On Thursday 30 August 2018, a fortnight before returning to Canberra to take up his new cross-bench seat in the Parliament, the Nationals’ MP for Page Kevin Hogan officially opened the University Centre for Rural Health’s 30-bed student accommodation building in Lismore.
In tune with the government’s “jobs and growth” refrain, the construction and fit-out of the building was undertaken by local builders and contractors. The accommodation, off Uralba Street in what has become the Lismore health precinct, includes multiple accessible rooms, high-speed internet access and environmentally friendly features such as water recycling and solar hot water.
The building was funded by the University of Sydney to assist in accommodating the growing number of students supported by UCRH as part of the Commonwealth Government Rural Health Multidisciplinary Training program.
The UCRH facilitates over 1000 placements for medical and health students on the Northern Rivers each year, ranging from 2 to 38 week placements, according to Director, Professor Ross Bailie.
“The accommodation building is a welcome addition to the UCRH and the Lismore health precinct. We know that access to appropriate student accommodation is a significant enabler of rural placements. These placements have a strong association with intention to work in rural locations after graduation.”
In the last three years the UCRH has been tasked with doubling the number of multidisciplinary health placements. The intention of UCRH placements is to provide workplace-based and service-led education in areas of high need, to develop the rural health workforce of the future.

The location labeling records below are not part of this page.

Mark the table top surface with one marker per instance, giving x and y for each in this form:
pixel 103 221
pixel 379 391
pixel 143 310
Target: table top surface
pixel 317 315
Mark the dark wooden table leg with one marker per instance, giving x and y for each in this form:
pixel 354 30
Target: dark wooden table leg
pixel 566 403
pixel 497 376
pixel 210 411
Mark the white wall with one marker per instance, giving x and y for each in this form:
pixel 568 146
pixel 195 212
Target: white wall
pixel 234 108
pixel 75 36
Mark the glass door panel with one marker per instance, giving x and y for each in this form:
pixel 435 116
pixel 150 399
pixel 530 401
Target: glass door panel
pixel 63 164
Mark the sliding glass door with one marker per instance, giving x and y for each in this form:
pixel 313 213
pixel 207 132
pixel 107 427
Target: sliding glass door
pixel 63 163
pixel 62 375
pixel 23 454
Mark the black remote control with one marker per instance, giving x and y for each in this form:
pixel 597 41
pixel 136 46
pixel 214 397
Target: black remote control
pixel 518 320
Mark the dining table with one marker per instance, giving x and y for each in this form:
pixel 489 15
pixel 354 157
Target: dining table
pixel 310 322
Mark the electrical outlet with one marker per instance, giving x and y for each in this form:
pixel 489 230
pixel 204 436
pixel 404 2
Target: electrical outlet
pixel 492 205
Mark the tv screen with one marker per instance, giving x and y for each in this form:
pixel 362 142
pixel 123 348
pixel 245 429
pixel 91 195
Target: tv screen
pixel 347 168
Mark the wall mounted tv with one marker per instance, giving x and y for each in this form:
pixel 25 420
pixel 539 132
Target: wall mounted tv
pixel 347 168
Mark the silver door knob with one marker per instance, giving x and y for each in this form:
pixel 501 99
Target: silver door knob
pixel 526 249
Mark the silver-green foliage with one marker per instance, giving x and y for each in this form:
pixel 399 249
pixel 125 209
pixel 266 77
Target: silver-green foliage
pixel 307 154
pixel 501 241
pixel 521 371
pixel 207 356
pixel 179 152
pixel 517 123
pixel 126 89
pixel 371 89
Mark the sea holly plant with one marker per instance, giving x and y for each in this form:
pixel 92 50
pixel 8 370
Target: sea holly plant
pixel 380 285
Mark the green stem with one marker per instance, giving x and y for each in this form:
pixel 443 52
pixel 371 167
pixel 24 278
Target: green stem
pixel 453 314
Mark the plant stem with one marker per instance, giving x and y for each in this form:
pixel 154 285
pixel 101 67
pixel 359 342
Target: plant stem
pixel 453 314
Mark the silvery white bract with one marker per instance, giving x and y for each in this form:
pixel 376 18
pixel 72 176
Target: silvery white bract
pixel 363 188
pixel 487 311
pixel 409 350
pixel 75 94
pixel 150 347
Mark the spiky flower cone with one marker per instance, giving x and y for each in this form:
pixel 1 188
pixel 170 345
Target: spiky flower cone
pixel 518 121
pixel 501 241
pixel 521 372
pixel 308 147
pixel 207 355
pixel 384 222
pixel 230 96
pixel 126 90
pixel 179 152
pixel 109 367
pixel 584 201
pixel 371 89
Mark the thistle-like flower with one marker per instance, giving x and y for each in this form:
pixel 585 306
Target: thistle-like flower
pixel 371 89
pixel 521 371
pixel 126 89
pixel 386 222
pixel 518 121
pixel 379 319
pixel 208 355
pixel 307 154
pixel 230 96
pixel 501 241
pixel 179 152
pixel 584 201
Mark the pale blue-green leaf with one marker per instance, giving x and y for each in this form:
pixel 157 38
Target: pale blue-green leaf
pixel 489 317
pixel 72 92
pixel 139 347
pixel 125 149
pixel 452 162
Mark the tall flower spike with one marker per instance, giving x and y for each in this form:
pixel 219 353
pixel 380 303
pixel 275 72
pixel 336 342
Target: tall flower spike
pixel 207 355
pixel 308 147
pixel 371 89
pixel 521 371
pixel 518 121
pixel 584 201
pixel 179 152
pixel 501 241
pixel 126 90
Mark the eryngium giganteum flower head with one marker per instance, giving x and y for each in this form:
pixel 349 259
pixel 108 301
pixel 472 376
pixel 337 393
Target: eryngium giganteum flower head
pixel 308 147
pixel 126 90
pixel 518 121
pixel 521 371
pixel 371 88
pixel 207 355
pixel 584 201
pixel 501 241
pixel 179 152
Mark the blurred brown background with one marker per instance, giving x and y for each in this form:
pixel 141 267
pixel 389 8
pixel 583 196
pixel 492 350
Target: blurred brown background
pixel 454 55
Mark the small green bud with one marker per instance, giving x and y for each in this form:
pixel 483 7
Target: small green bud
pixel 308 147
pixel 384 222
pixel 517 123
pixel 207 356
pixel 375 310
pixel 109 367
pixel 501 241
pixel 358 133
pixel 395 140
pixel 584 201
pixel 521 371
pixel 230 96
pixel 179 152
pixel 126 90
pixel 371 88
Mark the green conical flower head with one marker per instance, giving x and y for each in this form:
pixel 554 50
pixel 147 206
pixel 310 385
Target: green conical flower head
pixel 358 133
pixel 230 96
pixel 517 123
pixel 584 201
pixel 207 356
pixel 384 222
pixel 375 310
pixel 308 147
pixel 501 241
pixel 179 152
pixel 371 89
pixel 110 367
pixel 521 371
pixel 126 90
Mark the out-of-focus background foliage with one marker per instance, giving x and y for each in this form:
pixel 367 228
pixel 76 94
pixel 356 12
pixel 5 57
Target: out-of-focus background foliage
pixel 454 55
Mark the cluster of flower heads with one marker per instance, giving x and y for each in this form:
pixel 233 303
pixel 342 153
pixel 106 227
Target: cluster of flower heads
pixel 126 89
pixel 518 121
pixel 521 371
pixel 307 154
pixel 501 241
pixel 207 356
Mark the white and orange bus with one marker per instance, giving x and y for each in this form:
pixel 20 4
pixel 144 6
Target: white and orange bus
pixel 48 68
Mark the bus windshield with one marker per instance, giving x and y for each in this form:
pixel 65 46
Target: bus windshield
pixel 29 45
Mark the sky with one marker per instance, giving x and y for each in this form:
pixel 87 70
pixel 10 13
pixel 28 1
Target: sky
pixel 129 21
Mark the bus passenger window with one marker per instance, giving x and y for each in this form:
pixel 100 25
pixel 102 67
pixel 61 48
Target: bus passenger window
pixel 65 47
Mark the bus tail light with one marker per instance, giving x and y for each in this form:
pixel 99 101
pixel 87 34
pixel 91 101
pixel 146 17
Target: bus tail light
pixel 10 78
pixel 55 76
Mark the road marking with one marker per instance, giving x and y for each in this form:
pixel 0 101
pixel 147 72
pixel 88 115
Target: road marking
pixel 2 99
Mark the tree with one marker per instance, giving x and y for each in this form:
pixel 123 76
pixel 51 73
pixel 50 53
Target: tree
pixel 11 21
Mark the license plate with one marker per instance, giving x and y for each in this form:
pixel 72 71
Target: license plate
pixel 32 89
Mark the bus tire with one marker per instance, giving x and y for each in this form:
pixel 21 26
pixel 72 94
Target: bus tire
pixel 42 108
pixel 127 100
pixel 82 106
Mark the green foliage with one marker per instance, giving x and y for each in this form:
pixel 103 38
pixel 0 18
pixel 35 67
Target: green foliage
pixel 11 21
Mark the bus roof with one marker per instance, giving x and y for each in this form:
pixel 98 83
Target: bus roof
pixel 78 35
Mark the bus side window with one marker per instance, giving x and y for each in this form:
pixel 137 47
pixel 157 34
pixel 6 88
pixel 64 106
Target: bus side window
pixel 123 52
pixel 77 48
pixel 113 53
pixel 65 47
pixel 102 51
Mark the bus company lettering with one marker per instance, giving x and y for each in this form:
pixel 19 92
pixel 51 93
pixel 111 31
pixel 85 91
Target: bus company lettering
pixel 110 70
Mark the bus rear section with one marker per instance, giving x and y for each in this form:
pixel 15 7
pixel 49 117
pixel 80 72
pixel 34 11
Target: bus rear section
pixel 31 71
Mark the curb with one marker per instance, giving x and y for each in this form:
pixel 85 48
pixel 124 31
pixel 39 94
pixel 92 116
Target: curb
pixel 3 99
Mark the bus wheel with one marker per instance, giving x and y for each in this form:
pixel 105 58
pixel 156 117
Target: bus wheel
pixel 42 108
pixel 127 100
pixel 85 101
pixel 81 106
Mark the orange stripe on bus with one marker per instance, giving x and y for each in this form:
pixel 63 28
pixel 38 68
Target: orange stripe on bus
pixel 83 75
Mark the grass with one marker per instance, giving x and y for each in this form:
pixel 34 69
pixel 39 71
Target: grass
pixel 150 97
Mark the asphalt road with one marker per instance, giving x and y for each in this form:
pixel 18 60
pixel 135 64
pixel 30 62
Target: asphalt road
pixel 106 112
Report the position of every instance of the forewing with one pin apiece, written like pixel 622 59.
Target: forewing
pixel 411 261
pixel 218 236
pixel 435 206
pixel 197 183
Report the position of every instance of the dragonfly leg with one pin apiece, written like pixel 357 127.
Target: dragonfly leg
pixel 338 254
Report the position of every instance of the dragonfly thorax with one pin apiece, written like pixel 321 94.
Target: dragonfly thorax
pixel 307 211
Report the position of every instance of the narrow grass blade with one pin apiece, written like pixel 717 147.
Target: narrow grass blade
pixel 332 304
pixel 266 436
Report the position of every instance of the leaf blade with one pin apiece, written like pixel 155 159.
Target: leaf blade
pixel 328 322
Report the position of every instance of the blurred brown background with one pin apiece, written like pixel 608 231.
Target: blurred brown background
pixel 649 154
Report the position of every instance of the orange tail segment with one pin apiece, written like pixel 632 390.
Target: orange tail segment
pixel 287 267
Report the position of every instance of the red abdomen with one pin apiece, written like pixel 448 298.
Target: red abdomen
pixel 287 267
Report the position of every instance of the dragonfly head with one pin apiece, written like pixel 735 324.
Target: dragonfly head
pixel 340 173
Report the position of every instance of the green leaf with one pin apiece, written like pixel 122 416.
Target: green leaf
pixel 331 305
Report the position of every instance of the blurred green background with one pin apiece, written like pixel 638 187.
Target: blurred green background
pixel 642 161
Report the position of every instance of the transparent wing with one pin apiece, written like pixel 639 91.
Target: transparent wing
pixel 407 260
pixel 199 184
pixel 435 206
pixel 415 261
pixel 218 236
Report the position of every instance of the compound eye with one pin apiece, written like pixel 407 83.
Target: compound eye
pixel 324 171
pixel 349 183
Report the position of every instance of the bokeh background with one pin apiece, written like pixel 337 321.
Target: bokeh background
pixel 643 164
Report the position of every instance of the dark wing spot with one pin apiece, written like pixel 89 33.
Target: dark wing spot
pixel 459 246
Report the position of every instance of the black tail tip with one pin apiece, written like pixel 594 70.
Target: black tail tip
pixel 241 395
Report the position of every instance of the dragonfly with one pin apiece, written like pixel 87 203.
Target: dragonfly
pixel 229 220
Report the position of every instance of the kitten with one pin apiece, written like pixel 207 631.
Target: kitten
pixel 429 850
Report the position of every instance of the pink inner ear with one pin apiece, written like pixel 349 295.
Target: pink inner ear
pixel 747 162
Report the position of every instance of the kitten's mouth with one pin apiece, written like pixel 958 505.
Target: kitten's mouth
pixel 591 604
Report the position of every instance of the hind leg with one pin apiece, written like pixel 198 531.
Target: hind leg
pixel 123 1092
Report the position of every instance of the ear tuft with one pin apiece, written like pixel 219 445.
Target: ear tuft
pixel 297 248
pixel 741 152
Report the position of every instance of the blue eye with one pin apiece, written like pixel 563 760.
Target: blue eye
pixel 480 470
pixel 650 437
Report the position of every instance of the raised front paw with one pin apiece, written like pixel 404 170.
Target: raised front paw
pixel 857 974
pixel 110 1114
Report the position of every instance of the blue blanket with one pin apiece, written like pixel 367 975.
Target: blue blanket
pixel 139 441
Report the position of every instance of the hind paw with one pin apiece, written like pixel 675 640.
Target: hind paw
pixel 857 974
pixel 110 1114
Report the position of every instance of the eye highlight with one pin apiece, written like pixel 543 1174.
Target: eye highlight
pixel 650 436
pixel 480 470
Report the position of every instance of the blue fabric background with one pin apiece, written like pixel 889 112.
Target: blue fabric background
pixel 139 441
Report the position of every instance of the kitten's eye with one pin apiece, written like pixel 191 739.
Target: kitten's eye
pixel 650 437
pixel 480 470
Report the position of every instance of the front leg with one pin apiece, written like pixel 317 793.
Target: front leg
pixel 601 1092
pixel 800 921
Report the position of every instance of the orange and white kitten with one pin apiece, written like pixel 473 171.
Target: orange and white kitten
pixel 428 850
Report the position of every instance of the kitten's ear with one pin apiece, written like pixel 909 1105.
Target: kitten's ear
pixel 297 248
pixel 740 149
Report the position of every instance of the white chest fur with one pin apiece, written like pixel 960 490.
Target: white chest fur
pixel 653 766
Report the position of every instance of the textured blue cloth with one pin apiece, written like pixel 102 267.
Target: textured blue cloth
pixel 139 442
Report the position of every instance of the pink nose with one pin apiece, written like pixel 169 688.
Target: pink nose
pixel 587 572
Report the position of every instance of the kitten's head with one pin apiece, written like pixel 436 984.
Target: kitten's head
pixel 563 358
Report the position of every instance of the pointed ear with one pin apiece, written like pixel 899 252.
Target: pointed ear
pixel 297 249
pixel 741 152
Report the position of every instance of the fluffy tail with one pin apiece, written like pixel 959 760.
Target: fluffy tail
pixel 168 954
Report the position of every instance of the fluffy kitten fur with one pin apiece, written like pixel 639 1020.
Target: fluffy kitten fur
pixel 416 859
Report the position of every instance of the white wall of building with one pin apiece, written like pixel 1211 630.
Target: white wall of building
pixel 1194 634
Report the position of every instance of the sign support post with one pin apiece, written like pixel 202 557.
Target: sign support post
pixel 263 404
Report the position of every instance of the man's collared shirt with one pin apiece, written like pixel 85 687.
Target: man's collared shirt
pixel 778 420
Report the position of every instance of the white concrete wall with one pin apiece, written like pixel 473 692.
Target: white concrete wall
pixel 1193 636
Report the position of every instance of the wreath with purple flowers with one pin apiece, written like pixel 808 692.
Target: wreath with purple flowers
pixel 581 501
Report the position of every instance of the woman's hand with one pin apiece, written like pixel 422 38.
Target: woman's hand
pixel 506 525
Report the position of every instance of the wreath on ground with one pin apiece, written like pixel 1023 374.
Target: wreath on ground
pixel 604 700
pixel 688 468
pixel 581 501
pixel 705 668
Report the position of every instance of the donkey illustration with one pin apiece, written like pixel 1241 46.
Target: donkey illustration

“UCRH has co-ordinated rural student placements for over ten years,” Prof Bailie added.
“Our aim is to provide high quality health professional education and placements in a rural setting based on strong partnerships and collaboration between the participating universities, community organisations, local health service network and clinicians.
"Our long term goal is that students will return and practice in our area following their training. While many of our students return to work in rural areas, all of them develop a better understanding of the needs of rural communities.”